When writing JavaScript that will execute in a Node.js-like context, instead of a browser context, be mindful of Windows using \r\n for line endings unlike Unix-based systems which use \n.

Make Changes locally

  1. Fork the repository

  2. Install or update NodeJS using the version specified in package.json under "engines".

  3. Create a new branch and start making your changes!

  4. Commit the changes to the new branch on your forked version of the repository.

  5. Include the following markdown code in your pull request's description once you have worked through the build failures and tests are passing:

- [x] I've worked through build failures and tests are passing.

Pull Request

When your changes are ready for review, create a pull request (also known as a "PR").
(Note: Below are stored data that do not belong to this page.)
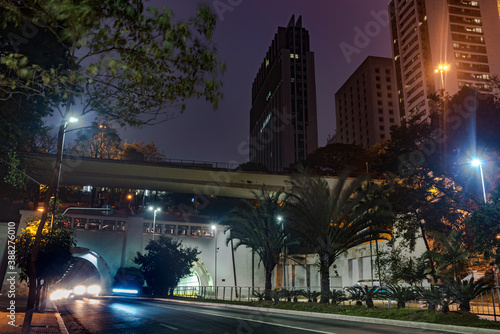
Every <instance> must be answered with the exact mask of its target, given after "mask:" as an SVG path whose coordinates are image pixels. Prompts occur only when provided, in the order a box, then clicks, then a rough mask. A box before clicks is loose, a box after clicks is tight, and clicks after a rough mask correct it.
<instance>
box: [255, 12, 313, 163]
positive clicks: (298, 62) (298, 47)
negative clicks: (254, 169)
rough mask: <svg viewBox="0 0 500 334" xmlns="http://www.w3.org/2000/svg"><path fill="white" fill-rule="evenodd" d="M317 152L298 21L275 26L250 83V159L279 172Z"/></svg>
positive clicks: (306, 52)
mask: <svg viewBox="0 0 500 334" xmlns="http://www.w3.org/2000/svg"><path fill="white" fill-rule="evenodd" d="M317 148H318V130H317V119H316V84H315V75H314V53H313V52H311V51H310V47H309V32H308V31H307V30H306V29H305V28H303V27H302V18H301V17H300V16H299V18H298V20H297V21H295V17H294V16H292V18H291V20H290V22H289V23H288V26H287V27H279V28H278V32H277V33H276V35H275V36H274V39H273V41H272V43H271V46H270V47H269V50H268V51H267V53H266V57H265V58H264V61H263V62H262V64H261V66H260V69H259V72H258V73H257V76H256V77H255V79H254V82H253V84H252V109H251V110H250V157H249V159H250V161H251V162H254V163H261V164H264V165H266V166H267V168H268V169H269V171H273V172H282V171H283V170H286V169H287V168H288V167H289V166H290V164H293V163H295V162H297V161H300V160H303V159H305V158H306V157H307V155H308V154H309V153H312V152H313V151H314V150H316V149H317Z"/></svg>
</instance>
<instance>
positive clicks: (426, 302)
mask: <svg viewBox="0 0 500 334" xmlns="http://www.w3.org/2000/svg"><path fill="white" fill-rule="evenodd" d="M416 292H417V295H418V297H419V298H421V299H423V300H424V301H425V302H426V303H427V308H428V309H429V311H435V310H436V308H437V307H438V306H440V307H441V311H443V313H447V312H448V311H449V310H450V303H451V299H450V293H449V289H448V287H447V286H446V285H433V286H431V287H430V288H422V287H420V288H417V289H416Z"/></svg>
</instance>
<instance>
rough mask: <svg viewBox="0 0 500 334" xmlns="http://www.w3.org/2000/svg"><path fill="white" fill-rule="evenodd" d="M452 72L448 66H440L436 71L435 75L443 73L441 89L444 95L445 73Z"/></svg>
mask: <svg viewBox="0 0 500 334" xmlns="http://www.w3.org/2000/svg"><path fill="white" fill-rule="evenodd" d="M449 70H450V66H448V65H447V64H439V65H438V67H437V68H436V69H435V70H434V72H435V73H441V89H442V90H443V94H444V73H446V72H448V71H449Z"/></svg>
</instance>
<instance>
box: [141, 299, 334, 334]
mask: <svg viewBox="0 0 500 334" xmlns="http://www.w3.org/2000/svg"><path fill="white" fill-rule="evenodd" d="M145 304H148V305H154V306H160V307H163V308H169V309H174V310H178V311H185V312H191V313H197V314H200V313H202V314H206V315H213V316H216V317H221V318H229V319H235V320H241V321H249V322H257V323H260V324H264V325H270V326H278V327H284V328H290V329H296V330H302V331H307V332H312V333H320V334H336V333H335V332H324V331H319V330H315V329H309V328H302V327H295V326H288V325H283V324H276V323H272V322H267V321H262V320H255V319H248V318H240V317H233V316H228V315H221V314H217V313H212V312H206V311H201V310H196V311H195V310H193V311H191V310H188V309H186V308H183V307H172V306H166V305H162V304H156V303H145ZM161 326H164V325H163V324H162V325H161Z"/></svg>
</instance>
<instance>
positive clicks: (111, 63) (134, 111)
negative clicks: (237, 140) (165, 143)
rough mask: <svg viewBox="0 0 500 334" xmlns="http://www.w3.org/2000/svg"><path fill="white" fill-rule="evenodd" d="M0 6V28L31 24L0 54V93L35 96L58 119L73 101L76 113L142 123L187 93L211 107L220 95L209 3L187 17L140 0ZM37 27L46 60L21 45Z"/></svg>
mask: <svg viewBox="0 0 500 334" xmlns="http://www.w3.org/2000/svg"><path fill="white" fill-rule="evenodd" d="M0 9H2V10H1V12H0V15H1V16H0V17H1V19H2V20H1V22H2V28H3V29H4V30H5V29H8V27H22V26H23V25H26V24H29V26H30V28H31V29H32V34H31V35H32V36H31V35H30V36H31V37H32V38H31V39H27V38H25V37H20V36H18V38H17V39H16V40H13V39H12V38H11V39H10V43H11V44H14V43H16V45H19V48H15V50H14V52H5V53H4V54H2V57H1V58H0V63H1V64H2V66H3V68H4V70H5V71H4V72H3V73H2V74H0V92H1V93H2V96H3V99H9V98H12V97H16V96H29V97H37V98H42V99H43V100H44V101H45V102H47V103H49V104H50V107H51V108H52V109H53V110H57V111H59V113H60V114H61V116H62V117H63V118H67V117H68V115H69V113H70V112H71V109H72V107H73V106H78V109H79V110H80V112H79V113H80V114H87V113H89V112H96V113H97V114H99V115H101V116H102V117H104V118H107V119H114V120H116V121H118V122H119V123H120V124H129V125H140V124H148V123H151V122H157V121H162V120H166V119H169V118H170V117H172V116H173V115H174V114H175V111H174V109H175V108H177V110H178V111H180V112H182V111H183V110H184V109H185V106H186V100H187V99H189V98H204V99H206V100H207V101H208V102H210V103H211V104H213V105H214V106H217V103H218V101H219V99H220V98H221V96H222V95H221V93H220V91H219V89H220V87H221V82H220V81H219V79H218V75H219V74H220V73H221V71H222V70H223V68H224V66H223V65H222V64H221V62H220V61H219V60H218V59H217V56H216V49H215V47H214V46H213V45H212V44H211V37H212V34H213V31H214V28H215V22H216V20H215V17H214V15H213V14H212V13H211V12H210V10H209V8H208V7H207V6H201V7H199V9H198V12H197V14H196V17H195V18H193V19H190V20H187V21H185V22H183V21H178V22H176V20H174V18H173V14H172V12H171V11H169V10H167V9H165V8H162V9H157V8H153V7H152V8H145V7H144V4H143V1H140V0H133V1H118V2H117V1H84V2H78V3H74V2H72V1H68V0H64V1H62V2H61V1H57V2H54V1H44V2H28V3H27V2H15V3H13V2H11V1H0ZM42 33H46V34H47V35H48V36H49V37H50V40H52V41H53V43H52V44H49V47H47V45H44V47H43V48H40V49H43V50H46V52H47V57H49V59H50V60H51V61H52V63H51V64H50V66H49V67H47V66H43V65H41V64H39V63H37V62H34V61H32V58H31V57H29V54H28V52H27V51H26V52H24V49H23V46H24V45H25V44H29V43H31V42H32V40H36V39H37V38H36V37H37V36H40V35H41V34H42ZM28 51H29V50H28ZM23 52H24V53H23ZM55 54H57V55H61V56H59V57H53V56H54V55H55ZM54 60H58V61H55V63H54ZM55 96H57V97H59V98H58V99H54V97H55Z"/></svg>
A maintainer for the repository will review your proposal and may ask questions or request additional information.

  • Use the pull request template to help us understand your changes and their purpose.
  • Link your pull request to an issue if you are solving one.
  • Enable the checkbox to allow maintainer edits so we have permission to merge your PR's branch.
  • We may ask for changes to be made before a PR can be merged, either using suggested changes or comments on the pull request. You can apply suggested changes directly through the UI. You can make any other changes in your fork, then commit them to your branch to update the pull request.
  • As you update your PR and apply changes, mark each conversation as resolved.
  • If you run into any merge issues, checkout this git tutorial to help you resolve merge conflicts and other issues.

Your pull request is merged!

Congratulations! Thank you for your contribution!

Once your pull request is merged, you will appear in our list of contributors.